On apprend beaucoup sur l'organisation de Matisse, dans son travail. Comme avec cette dizaine de dessins au fusain regroupée sous le nom de "variations nu, série f": une même femme, dans la même posture, dessinée successivement par un Matisse que l'on devine s'exerçant, et cherchant le bon angle, la bonne courbe. On découvre aussi les photos de ses oeuvres, qu'il faisait régulièrement, pour en figer les états d'avancées successifs. "À chaque étape, j'ai une conclusion, un équilibre, écrit-il. À la séance suivante, si je trouve qu'il y a une faiblesse dans mon ensemble, je me réintroduis dans mon tableau par cette faiblesse, je rentre par cette brèche, et je reconçois le tout."
Nature morte au magnolia
De quoi mieux cerner le processus créatif de Matisse. Mais voilà qu'ayant à peine pris position dans le cerveau de l'artiste, on change encore de point de vue pour passer à la troisième et dernière phase de l'exposition.
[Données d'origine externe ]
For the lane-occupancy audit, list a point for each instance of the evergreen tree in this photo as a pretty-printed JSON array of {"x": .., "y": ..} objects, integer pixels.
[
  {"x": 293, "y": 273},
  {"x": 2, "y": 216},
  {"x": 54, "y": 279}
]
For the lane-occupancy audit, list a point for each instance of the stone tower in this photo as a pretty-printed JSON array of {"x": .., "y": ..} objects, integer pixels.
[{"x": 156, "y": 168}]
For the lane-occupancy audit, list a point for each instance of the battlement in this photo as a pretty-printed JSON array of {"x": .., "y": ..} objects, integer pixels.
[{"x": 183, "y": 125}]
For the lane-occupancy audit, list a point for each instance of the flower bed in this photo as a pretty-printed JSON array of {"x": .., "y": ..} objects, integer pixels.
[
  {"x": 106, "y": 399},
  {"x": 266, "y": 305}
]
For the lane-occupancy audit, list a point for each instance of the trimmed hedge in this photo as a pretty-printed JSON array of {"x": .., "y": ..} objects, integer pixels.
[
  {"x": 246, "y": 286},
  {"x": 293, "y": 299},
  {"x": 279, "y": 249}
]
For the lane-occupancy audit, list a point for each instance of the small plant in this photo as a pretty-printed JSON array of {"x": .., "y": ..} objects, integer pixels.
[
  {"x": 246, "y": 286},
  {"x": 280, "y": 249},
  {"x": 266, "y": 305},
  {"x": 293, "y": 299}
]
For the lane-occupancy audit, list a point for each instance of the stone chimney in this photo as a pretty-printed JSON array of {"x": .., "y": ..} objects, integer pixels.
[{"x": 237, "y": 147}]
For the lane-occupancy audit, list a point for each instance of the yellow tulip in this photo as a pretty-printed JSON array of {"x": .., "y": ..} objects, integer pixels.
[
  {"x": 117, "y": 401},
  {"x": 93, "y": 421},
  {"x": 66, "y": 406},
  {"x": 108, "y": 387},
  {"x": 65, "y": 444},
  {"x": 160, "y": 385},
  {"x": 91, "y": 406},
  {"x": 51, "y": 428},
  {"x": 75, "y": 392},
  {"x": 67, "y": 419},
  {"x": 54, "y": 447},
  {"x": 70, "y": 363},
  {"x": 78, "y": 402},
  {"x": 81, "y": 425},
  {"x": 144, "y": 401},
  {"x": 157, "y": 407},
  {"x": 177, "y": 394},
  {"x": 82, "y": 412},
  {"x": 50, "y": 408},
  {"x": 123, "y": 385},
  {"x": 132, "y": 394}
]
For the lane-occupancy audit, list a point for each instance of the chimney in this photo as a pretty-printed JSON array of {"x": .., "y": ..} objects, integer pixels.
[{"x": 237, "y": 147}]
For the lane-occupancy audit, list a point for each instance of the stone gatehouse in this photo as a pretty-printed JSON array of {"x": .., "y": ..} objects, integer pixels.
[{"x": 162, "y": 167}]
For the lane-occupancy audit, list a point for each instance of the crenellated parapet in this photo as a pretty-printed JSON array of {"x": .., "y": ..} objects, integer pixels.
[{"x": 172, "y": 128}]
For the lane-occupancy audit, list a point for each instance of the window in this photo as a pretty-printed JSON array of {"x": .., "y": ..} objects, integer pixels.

Retour à des toiles achevées, et pas des moindres - celles des dernières années de la vie du peintre. Sauf qu'encore une fois, la transition est brutale. Si bien que cette série des "Nu Bleu", qui vient fermer le parcours, tombe quasi comme un cheveu sur la soupe. Et perd donc (un peu) de son sel. C'est dommage de ne pas s'être "contenté" d'une bête et méchante rétrospective classique. Le talent de Matisse est suffisamment grand et reconnu pour n'avoir pas besoin de soins cosmétiques pour attirer la foule. Comme quoi, à trop vouloir faire original, parfois... L'exposition reste toutefois évidemment à voir, cela va sans dire.

Matisse, paires et séries
Centre Pompidou, Paris
Jusqu'au 18 juin 2012

4 commentaires:

Ada a dit…

Tu crois que c'est jouable avec un très jeune enfant ?

Jean-Noël Caussil a dit…

J'ai envie de dire oui. Puisque c'est court, elle doit pouvoir tenir le coup sans se mettre à hurler. Et puis c'est spacieux, tu peux bouger avec un enfant sous le bras (ou dans les bras, comme tu le sens).

Ada a dit…

Plutôt en poussette en fait

Jean-Noël Caussil a dit…

C'est très faisable avec une poussette, ça oui alors.